Title:	Flexible estimation of 2-category proportions
Description:	Like a GLM/GAM where the true category of each sample is unknown, but the response data is a continuous variable with known distributions for category-1 and category-2 samples.
Authors:	Mark Bravington <[email protected]>
Maintainer:	Mark Bravington <[email protected]>
License:	CC-BY
Version:	1.1.2
Built:	2025-03-11 04:25:37 UTC
Source:	https://github.com/markbravington/gasplit

Flexible models for 2-category proportions from continuous data

Description

Suppose your data each come from one or the other of two categories (say, Eastern or Western Atlantic). You don't know for sure which one, but you do have a "measurement" for each one (say, a log-likelihood ratio) which tends to be high for one category and low for the other, with an a-priori-known distribution for each category (say, based on other samples of known category).
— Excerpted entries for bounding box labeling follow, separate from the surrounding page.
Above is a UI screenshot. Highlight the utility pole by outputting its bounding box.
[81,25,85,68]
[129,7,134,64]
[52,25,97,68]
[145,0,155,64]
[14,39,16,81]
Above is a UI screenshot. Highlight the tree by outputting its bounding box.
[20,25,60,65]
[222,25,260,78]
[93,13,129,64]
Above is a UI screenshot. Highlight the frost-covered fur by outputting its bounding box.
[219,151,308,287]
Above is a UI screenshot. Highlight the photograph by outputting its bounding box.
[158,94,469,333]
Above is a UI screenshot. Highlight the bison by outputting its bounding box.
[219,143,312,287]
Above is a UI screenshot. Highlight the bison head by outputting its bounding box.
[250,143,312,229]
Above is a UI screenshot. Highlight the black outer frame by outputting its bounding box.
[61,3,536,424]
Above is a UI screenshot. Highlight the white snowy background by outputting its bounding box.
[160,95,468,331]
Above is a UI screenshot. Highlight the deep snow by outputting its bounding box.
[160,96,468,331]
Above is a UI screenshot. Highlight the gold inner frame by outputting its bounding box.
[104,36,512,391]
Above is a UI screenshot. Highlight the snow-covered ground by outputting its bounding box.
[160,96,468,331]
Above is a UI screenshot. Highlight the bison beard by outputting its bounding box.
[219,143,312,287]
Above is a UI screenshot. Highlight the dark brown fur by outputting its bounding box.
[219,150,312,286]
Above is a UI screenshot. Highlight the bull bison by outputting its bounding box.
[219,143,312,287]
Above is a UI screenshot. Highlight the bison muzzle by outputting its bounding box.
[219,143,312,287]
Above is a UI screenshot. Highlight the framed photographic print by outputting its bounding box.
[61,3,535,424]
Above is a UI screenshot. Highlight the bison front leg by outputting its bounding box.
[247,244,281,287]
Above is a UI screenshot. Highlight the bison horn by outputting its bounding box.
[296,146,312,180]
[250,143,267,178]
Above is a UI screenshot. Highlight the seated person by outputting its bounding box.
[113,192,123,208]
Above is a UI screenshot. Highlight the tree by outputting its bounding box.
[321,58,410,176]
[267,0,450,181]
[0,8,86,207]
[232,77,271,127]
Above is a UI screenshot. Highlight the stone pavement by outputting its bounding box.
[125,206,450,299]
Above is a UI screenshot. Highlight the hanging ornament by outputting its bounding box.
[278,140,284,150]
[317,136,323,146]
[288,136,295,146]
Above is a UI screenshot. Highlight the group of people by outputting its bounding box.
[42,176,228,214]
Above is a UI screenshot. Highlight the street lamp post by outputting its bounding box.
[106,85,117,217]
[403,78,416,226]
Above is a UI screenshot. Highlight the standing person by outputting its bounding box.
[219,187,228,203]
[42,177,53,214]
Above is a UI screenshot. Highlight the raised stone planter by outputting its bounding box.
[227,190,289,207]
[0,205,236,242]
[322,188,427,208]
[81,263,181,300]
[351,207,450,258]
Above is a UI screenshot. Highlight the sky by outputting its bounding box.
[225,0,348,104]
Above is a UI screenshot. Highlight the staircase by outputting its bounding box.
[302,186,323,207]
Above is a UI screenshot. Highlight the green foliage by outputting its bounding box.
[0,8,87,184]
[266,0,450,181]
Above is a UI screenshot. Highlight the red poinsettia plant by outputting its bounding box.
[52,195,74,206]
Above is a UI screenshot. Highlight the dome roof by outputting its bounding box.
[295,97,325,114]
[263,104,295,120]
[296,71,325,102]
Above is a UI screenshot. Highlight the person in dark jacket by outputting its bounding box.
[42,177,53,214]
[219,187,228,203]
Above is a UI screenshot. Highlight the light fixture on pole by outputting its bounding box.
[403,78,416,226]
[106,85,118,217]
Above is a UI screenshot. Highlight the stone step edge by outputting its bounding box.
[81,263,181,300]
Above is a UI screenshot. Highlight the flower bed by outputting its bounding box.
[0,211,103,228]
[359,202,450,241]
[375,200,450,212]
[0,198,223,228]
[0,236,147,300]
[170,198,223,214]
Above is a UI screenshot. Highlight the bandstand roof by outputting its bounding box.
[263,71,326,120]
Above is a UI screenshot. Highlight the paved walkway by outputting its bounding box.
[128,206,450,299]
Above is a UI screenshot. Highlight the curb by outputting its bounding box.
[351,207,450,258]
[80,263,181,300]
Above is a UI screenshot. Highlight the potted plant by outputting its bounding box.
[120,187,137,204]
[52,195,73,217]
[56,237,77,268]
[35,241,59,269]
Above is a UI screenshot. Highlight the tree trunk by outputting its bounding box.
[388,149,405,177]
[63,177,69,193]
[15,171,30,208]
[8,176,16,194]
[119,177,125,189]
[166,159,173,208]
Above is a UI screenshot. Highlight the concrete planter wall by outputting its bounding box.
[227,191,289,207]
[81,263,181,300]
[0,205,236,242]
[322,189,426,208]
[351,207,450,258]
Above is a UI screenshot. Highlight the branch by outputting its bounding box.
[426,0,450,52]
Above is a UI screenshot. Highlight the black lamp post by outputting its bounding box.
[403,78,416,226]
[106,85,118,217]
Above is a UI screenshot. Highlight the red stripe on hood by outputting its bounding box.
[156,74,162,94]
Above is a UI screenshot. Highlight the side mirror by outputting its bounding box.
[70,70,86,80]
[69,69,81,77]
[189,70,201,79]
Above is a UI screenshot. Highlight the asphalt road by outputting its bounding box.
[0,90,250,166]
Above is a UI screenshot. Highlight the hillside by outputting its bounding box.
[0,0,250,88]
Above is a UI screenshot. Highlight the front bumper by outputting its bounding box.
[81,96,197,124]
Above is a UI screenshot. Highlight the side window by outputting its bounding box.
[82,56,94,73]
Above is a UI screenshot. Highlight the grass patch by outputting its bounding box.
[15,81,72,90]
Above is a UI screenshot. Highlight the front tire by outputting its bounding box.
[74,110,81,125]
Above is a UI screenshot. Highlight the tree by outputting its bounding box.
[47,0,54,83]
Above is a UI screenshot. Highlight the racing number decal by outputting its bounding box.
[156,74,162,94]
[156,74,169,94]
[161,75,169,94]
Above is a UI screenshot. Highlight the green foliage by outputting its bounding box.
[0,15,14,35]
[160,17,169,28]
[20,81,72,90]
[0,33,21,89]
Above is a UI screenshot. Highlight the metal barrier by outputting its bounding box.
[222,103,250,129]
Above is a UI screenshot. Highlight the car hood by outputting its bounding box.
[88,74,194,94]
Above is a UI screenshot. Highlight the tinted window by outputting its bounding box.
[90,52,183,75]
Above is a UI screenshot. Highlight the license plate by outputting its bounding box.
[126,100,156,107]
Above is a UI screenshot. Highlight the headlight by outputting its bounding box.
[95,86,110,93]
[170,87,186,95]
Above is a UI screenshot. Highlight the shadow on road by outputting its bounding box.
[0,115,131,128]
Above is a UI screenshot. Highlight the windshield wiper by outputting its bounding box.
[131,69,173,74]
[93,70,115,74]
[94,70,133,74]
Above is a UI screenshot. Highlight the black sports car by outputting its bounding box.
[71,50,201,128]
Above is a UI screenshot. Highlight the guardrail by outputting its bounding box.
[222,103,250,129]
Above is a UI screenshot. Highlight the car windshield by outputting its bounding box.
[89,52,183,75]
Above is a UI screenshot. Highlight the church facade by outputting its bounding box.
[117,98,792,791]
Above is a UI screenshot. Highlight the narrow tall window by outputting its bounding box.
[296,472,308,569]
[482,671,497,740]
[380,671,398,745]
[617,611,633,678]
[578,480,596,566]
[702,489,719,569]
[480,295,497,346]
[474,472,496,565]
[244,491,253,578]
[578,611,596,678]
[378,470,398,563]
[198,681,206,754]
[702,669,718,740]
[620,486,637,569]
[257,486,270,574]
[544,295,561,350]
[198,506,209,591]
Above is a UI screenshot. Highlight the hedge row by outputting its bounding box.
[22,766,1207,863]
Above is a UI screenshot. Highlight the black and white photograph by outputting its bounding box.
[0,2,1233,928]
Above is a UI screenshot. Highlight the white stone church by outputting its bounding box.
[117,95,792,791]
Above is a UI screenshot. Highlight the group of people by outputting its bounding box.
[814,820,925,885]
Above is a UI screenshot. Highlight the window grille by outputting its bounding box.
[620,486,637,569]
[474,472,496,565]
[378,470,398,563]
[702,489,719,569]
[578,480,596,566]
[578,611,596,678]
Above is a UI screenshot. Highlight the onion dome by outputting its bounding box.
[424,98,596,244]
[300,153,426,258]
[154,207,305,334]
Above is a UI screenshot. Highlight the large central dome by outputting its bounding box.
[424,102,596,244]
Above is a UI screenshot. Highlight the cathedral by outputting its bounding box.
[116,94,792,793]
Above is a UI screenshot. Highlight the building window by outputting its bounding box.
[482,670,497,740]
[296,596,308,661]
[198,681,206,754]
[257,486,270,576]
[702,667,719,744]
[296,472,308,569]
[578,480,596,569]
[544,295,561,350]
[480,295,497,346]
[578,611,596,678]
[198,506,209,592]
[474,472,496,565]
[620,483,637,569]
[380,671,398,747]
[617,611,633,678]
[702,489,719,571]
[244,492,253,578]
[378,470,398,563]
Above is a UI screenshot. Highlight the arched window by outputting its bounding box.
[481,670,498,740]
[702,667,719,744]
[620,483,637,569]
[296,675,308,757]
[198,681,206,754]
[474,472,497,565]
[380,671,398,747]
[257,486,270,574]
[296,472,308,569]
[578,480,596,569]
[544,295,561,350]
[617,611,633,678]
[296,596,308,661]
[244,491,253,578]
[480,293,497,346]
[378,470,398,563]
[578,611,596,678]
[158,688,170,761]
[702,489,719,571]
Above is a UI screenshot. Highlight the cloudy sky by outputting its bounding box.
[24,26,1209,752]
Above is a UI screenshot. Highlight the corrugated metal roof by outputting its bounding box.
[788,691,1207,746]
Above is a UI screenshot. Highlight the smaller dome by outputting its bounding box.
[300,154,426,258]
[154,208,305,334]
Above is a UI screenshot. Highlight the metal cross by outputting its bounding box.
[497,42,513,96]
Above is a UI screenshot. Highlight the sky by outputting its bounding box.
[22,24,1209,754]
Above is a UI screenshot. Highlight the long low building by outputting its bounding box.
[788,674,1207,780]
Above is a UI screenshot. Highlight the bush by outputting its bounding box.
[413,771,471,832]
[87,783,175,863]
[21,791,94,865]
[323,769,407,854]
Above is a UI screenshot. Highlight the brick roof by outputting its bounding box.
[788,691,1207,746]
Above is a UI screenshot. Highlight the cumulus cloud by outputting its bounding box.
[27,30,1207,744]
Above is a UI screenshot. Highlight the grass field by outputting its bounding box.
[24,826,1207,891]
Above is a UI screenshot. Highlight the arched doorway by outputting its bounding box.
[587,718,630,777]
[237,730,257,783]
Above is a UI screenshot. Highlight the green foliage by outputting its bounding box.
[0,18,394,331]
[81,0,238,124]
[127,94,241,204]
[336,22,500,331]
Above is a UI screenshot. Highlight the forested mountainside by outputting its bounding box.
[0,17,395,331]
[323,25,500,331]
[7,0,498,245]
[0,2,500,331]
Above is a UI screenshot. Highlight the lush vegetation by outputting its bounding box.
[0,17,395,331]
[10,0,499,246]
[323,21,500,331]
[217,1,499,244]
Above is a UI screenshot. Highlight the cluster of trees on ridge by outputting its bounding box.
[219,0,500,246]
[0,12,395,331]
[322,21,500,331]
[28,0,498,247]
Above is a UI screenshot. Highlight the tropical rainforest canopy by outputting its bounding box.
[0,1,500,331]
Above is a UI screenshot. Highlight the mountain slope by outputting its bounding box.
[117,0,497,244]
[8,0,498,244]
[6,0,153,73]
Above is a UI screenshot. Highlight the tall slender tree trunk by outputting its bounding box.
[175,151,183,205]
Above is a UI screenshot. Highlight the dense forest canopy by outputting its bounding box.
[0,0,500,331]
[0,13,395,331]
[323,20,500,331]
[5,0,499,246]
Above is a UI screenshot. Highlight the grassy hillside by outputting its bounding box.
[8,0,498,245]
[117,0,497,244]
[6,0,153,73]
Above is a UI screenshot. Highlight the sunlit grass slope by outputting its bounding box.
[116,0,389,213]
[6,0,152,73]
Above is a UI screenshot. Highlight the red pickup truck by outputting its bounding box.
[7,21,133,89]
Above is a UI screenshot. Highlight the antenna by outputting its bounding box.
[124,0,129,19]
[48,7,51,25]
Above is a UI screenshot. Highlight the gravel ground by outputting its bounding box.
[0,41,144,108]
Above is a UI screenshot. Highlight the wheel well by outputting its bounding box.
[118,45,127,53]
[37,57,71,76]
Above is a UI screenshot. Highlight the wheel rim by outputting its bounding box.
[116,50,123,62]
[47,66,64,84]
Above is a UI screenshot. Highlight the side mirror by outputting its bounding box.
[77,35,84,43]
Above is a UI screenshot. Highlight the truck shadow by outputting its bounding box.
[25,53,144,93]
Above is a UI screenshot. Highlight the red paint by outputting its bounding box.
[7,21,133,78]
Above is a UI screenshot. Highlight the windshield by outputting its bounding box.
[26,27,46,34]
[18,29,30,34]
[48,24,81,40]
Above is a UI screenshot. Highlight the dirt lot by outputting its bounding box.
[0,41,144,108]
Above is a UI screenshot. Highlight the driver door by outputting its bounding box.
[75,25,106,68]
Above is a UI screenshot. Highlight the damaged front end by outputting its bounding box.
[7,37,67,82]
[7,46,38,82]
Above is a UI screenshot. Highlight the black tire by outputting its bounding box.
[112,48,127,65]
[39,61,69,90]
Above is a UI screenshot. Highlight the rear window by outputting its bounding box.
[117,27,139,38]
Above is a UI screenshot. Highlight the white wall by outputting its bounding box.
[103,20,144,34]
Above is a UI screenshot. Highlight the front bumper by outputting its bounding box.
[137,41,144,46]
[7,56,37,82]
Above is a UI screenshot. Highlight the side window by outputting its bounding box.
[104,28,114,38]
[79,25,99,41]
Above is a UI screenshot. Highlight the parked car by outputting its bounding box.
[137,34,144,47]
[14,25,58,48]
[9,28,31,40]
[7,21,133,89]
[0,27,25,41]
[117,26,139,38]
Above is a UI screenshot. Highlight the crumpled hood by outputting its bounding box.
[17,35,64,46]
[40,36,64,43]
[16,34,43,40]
Now you want to estimate the proportion of category-1 data in your data, but stratified according to covariates of the data (say, year and location)— and/or simply dependent on individual covariates, (say, size). Ideally, you'd like to be able to specify a flexible model formula just as you might in a GLM or GAM. Well, now you can! For example:

  addmod <- gasplit( LGLR ~ year + region - 1, data= ew_data,
      d1= known_distro_of_measurement_for_category_1,
      d2= ditto_for_2
    )

to fit a two-way model with no interactions, to a dataset with covariates "year" and "region" based on a measurement "LGLR".

Having fitted your model, you can make a subsequent call to predict the proportion for (presumably) new covariate values, via the predict_from_previous argument..

If you want to use smoothers, i.e. s() terms a la mgcv, then you should call gasplit2 instead. The latter requires RTMB. Results should be the same as gasplit if there are no smooth terms; IDNK which one is faster. NDIRC (Nor Do I Really Care.)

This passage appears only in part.